The European Parliament Culture and Education Committee adopted today its report on the revision of the Audiovisual Media Services Directive (AVMSD). DIGITALEUROPE remains very concerned by several aspects of the proposal.
“The viewer needs to be in the driving seat if the market is going to develop fully,” said DIGITALEUROPE Director General Cecilia Bonefeld-Dahl. “We not only need to respond effectively to current shifts in media consumption, but the approach must also be future-proof.”
“Promoting European content with 30% quotas for VOD catalogues risks being counterproductive,” continued Ms Bonefeld Dahl. “It is not an effective way of protecting local content providers. It would not just restrict choice for consumers, but would reduce the sustainability of existing and new business models.”
Strong concerns for DIGITALEUROPE are also the introduction of levies for the financing of content, which strongly undermines the country-of-origin principle and goes against the purposes and vision of the Digital Single Market, as well as the possibility for Member States to impose obligations to ensure what they consider the ‘appropriate prominence’ of audiovisual services of general interest. Whereas discoverability of content is a legitimate aim of media regulation, the prioritisation of certain content inevitably leads to discrimination of others. Device manufacturers and digital service providers compete by offering access to as many applications and as much content as possible. “It is as much in their interest to ensure that search tools are user-friendly and efficient as it is for the consumer. There is no need to force pre-eminence of selected content offers and search results through legislation”, Ms Bonefeld Dahl added.

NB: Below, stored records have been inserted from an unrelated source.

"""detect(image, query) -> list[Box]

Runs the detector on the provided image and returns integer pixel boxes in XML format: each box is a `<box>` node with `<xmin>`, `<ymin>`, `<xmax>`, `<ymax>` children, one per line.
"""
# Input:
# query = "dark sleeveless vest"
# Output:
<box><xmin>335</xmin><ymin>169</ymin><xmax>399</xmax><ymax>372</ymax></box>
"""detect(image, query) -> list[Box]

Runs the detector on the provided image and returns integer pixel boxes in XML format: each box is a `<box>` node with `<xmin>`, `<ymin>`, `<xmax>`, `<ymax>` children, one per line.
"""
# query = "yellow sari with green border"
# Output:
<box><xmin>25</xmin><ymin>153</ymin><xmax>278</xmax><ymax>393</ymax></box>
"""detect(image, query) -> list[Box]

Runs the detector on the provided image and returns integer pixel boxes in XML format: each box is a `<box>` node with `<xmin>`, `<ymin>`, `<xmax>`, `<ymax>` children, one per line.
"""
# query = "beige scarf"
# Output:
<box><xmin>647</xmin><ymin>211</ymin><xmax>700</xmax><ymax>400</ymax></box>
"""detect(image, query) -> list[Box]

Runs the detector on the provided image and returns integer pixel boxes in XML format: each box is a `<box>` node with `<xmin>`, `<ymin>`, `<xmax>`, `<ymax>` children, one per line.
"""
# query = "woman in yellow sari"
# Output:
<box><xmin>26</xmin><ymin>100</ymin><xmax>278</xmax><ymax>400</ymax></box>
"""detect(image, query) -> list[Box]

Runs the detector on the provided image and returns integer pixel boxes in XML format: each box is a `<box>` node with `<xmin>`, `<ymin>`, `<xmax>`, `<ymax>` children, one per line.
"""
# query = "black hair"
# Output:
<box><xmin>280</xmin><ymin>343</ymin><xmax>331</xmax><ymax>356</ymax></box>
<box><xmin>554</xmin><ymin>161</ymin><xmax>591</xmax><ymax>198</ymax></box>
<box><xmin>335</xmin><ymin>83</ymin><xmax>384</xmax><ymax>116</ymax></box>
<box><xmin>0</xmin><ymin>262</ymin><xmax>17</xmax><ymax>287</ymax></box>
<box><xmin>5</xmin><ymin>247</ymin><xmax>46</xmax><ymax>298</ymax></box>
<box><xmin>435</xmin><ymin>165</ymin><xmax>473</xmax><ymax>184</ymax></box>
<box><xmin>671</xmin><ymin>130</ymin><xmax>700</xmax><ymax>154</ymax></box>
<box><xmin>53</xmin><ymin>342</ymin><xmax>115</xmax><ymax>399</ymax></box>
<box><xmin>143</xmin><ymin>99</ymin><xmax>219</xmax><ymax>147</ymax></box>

Similarly, the ‘integrity of programmes and services’ is not put at risk by displaying basic device functionalities such as the volume bar, ’picture in picture functions’, or an Electronic Programme Guide. The consumer has been able to decide which services can appear on the screen. There is no reason why this should change. Restricting the freedom of the consumer on how to use audiovisual content on the devices they own is a fundamental misconception in the era of digital and connected media.
DIGITALEUROPE looks forward to keeping working with EU institutions to bring about a balanced update of rules that will allow consumers and businesses to evolve in a vibrant audiovisual environment.